Our current process: imperfect origins through real breakdown:
The 1974 Budget Act was an ambitious effort. Prior to the Act, Congress did not have a way to balance its books. Tax committees taxed, spending committees spent, and the two did not coordinate. The Budget Act was an attempt to provide that coordination among Congress’s taxing, spending, and authorizing entities, as well as rein in President Nixon’s illegal impoundments. It also attempted to bring order to the congressional calendar. According to the law, budgets were to be adopted by April 15th and appropriations were to be enacted by September 30th. The Act moved the fiscal year from July 1 to October 1 to give Congress more time to enact annual appropriations bills that fund government operations.
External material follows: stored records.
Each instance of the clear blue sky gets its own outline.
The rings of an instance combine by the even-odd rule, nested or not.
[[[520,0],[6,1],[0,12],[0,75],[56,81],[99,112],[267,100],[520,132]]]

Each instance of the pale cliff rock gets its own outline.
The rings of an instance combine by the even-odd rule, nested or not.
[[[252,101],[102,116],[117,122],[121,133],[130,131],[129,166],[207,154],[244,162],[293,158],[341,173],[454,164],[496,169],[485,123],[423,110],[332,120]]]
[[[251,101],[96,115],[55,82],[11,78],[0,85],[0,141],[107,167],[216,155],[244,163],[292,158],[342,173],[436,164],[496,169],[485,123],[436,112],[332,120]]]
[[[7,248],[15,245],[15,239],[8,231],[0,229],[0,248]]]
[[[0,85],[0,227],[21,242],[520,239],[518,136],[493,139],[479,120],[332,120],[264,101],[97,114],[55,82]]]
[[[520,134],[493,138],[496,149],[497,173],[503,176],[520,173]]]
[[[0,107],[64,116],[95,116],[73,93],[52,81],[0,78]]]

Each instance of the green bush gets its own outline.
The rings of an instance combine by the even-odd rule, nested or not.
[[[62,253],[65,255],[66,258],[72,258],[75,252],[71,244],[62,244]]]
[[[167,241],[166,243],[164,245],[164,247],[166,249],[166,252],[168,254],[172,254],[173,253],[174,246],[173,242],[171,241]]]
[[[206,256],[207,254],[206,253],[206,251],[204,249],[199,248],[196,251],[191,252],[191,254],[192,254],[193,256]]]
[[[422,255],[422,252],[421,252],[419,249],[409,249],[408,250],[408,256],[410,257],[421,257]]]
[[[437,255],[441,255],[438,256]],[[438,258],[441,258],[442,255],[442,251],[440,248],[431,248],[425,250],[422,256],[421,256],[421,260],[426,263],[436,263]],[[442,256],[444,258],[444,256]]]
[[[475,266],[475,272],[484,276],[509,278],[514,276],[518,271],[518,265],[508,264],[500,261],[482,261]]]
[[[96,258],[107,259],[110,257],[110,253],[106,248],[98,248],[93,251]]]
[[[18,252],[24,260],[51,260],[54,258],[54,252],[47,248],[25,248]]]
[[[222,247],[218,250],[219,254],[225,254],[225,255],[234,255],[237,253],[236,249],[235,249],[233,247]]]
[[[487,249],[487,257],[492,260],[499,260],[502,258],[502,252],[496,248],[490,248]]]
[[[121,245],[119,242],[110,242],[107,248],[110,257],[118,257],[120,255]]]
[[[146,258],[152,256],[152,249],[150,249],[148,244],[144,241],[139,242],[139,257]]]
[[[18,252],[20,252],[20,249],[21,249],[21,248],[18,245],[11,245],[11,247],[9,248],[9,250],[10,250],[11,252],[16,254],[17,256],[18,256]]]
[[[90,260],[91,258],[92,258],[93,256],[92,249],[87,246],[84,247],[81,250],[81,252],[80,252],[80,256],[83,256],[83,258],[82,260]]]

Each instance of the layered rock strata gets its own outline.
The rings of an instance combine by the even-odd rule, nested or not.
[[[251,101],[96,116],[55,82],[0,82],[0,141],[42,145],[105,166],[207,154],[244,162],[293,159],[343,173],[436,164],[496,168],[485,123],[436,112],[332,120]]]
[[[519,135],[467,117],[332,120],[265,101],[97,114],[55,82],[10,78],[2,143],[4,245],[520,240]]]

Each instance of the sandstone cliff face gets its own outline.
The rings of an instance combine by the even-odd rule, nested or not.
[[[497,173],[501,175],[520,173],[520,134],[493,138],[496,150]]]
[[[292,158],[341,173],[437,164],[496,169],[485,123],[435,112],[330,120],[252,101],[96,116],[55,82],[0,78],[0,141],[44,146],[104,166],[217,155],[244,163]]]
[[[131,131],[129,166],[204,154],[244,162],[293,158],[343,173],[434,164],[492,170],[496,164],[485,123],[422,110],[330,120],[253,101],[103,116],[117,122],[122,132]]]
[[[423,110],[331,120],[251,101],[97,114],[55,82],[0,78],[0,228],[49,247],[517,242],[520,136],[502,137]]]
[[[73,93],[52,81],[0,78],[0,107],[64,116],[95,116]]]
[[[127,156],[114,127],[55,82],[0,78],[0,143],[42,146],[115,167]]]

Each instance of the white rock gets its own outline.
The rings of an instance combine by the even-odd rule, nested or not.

However, like Congress’s earlier attempts to manage its budget, it had limited success. In 1921, political scientist Lindsey Rogers remarked, “The only purpose of a short session is to care for [appropriations bills] and Congress is fortunate if it is able to do this.” The process created in 1974 led to Congress passing all appropriations bills on schedule a handful of times, the last in FY1995. A long string of continuing resolutions and omnibus bills – telltale signs of tardiness and dereliction – litter the last two-plus decades of spending policy. But despite its struggle to pass appropriations bills, Congress at least tried to get the budget and spending gears moving each year.
That is, until about a decade ago. A series of fiscal cliffs, budget standoffs, and government shutdowns ushered in the era of sequestration and the Budget Control Act, which created budget caps for defense and nondefense spending, and which expired in FY2021. It was during this decade that Congress found a new way to fail. Rather than muddle through its tardy work like the old days, it simply ignores it. The last time the Senate attempted to outline discretionary spending was 2013. Since then, it has only initiated the budget process to trigger reconciliation. The House stuck it out slightly longer but it, too, has given up the pretense of officially starting the annual budget and appropriations cycle. Instead, Congress now budgets through an ad hoc, informal process that lacks a firm or even soft deadline to spur action.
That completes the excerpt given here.